SAM: What is that? GIMLI: Nothing, it's just a wisp of cloud. BOROMIR: It's moving fast, against the wind. LEGOLAS: Crebain! From Dudland! ARAGORN: Hide! […] SARUMAN: Cuiva nwalca Carnirasse; nai yarvaxea rasselya! (Wake up cruel Redhorn! May your horn be bloodstained!) LEGOLAS: There is a fell voice on the air GANDALF: It's Saruman! ARAGORN: He's trying to bring down the mountain! Gandalf! We must turn back!
Saruman's use of the elements of the world, both the mountain storm and the cloud of crows, pit the fellowship in the classic duel between man and the natural elements in the world… or maybe the supernatural elements in this case.
BILBO [on hobbits]: But where our hearts truly lie is in peace and quiet and good tilled earth, for all Hobbits share a love of all things that grow.
Man (or hobbit) and nature aren't always fighting against one another. In the Shire, the two coexist perfectly and peacefully. This part of Bilbo's description features shots of Sam gardening, so we already know to associate him with caring and kindness.
ORC The trees are strong, my Lord. The roots go deep. SARUMAN Rip them all down.

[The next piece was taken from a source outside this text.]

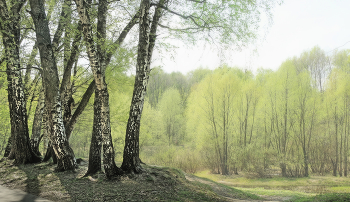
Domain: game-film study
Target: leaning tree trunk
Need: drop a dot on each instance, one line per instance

Saruman is ripping down trees like a lumber company in the Amazon. This is probably the most visceral man (or orc) versus nature scene of the movie as the fire and iron of Orthanc contrasts the giant trees as they're torn down and thrown into the pit to forge the orc's armor and weapons; trading the life and peace of the forest for death and war.
Gandalf carries an old, twisted, wooden staff and travels the world. Saruman's staff is angular, made of steel; he sits in his tower, Orthanc.
Gandalf seems to be much more in tune with nature and his surroundings that Saruman who sits alone on his iron throne. The juxtaposition of these characters furthers our trust of nature and our hate of man (or wizard's) interference with it.